Dixon Technologies India Ltd Rs 600 crore IPO which opened on 6 September was oversubscribed 116 times as the bidding closes.
Dixon Technologies India Ltd Rs 600 crore IPO which opened on 6 September was oversubscribed 116 times as the bidding closes. The qualified institutional buyers seem to have more interest in the IPO as quota reserved for them — 6,79,264 shares — was subscribed 134.66 times on the last day of bidding. The shares reserved for non-institutional investors (5,09,188 shares) were subscribed 345.62 times while retail individual investors (11,88,105 shares) category was subscribed 9.34 times. The technology firm is planning to spend the proceeds on capacity expansion and debt repayment.
The company had expected to raise Rs 60 crore from the primary round of equity sale and Rs 540 crore from the offer for sale. “Post listing, 52% of Dixon will be held by promoters and friends, 8% by employees, 5% by Motilal Oswal and 35% will be with the public,” PTI reported citing Dixon Technologies MD Atul B Lall. The initial public offer of Dixon IPO had a price band of Rs 1,760-1,766 per share with a face value of Rs 10 each. The book running lead managers of the issue are IDFC Bank Limited, IIFL Holdings Limited, Motilal Oswal Investment Advisors Limited and YES Securities (India) Limited.
“In the primary raise, the money will be spent on setting up LED TV capacity in Tirupati, expansion of our backward integration of lighting business, debt repayment, IT infrastructure and the rest will be used for general corporate purposes,” MD Atul B Lall added.

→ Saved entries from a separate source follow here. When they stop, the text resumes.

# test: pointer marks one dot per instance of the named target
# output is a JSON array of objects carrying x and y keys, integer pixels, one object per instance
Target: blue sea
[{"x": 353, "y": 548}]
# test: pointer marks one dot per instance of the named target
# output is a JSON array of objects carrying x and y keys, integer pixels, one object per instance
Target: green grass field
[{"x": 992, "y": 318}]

Dixon plans to repay a debt of Rs 22 crore, invest Rs 7.57 crore in setting up its seventh manufacturing unit for LED television in Tirupati. The company will use Rs 8.85 crore for producing parts of LED lights at its Dehradun plant.
Experts take — HDFC Securities
- Strengths: HDFC Securities has said that DTIL is leading market position in key verticals along with its strong relationships with a diverse top-tier customer base and experienced promoter and seasoned management team. It further added that DTIL is an end to end solutions provider with dedicated research and development capabilities, it also has flexible and cost-effective manufacturing capabilities. HDFC Securities stated that Dixon Technologies has strong financial performance and stable cash flows as over the last five fiscals ended March 31, 2017, it achieved a CAGR of 33.78% in revenue from operations (net) and 44.36% in EBITDA.

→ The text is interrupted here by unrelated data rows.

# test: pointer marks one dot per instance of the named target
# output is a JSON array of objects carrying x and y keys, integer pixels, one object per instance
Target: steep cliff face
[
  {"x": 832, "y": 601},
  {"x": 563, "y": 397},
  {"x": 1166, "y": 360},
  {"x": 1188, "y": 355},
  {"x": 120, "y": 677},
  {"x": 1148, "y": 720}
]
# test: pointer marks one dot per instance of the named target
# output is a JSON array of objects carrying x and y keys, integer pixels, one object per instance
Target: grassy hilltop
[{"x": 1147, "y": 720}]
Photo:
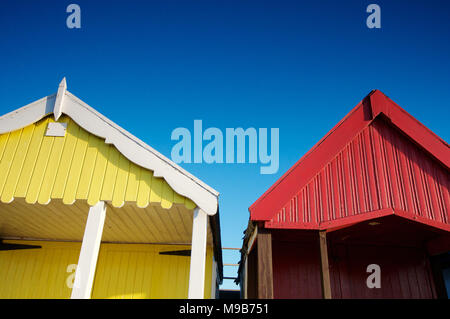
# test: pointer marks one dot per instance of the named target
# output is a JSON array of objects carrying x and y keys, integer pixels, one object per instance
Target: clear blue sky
[{"x": 300, "y": 66}]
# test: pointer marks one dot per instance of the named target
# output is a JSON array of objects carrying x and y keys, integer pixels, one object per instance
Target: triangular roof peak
[
  {"x": 373, "y": 106},
  {"x": 64, "y": 102}
]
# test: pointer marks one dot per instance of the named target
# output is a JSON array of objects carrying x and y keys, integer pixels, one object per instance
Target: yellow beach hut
[{"x": 87, "y": 210}]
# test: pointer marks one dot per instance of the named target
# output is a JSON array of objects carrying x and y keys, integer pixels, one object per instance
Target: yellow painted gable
[{"x": 78, "y": 166}]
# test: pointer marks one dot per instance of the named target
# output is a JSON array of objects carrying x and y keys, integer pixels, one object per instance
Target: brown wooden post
[
  {"x": 265, "y": 273},
  {"x": 324, "y": 269}
]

- Concerns: However the research and brokerage house HDFC Securities has also raised few concerns such as Highly dependency on certain key customers for a substantial portion of revenues and it didn’t obtained firm and long-term volume purchase commitments from customers. HDFC Securities added that the markets in which customers compete are characterized by consumers and their rapidly changing preferences. Moreover, business and results of operations are dependent on the contracts that it enter into. DTIL depends on certain suppliers for raw materials and other components and also the production capacity may not correspond precisely to its production demand which may affect the results of operations.